The Suffolk County Police Department’s Identity Theft Unit reminds parents to remain vigilant against identity theft as their children begin their college careers away from home.
College students are especially vulnerable to identity theft as they experience life on their own away from home for the first time. They are more trusting and less diligent about checking their financial statements in a timely manner. According to data compiled by Javelin Strategy and Research, individuals between the ages of 18 and 24 are more likely to not discover their identities have been compromised for 132 days, which is five times longer than other age groups.
"Nobody is immune to having their identity stolen," said Suffolk County Executive Steve Levy. "Parents and their children must work together to ensure that college students leaving home for the first time are prepared to protect their financial well-being."
Below are some tips college students and their parents should consider:
- Make sure your adult child is starting school with a clean slate. Copies of credit reports from the three major credit bureaus can be found at www.annualcreditreport.com. This may not be recommended for minor children living at home unless there is suspicion that their identities have been compromised.
- Never lend out your credit/debit card or give your PIN number to anyone.

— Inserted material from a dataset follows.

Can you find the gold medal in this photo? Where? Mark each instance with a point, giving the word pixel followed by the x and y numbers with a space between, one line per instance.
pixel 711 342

- Check your credit or debit card as well as bank statements as soon as you receive them for suspicious activity. You may be responsible for any unauthorized charges if not reported within 60 days after receiving your credit card statement.
- Parents should receive all critical or sensitive correspondence at home or have it sent to a post office box.
- Keep documents containing sensitive personal information in a safe place under lock and key. If information is not needed during the school year, it should be stored in a safe place.
- Shred any important documents you plan on throwing away into the trash.
- Update your computer’s anti-virus program and familiarize yourself with the college’s Internet network and Wi-Fi security. Physically secure your laptop or computer with cable locks as well.
- Do not provide too much personal information on social media sites and understand that the sites’ security measures may not be infallible.
- Smart phone applications are also vulnerable to hackers so be careful of what information is stored on the phone.
- Do not use free peer-to-peer file sharing to download music or other files as it opens your computer to intruders who will steal any important information stored on your computer.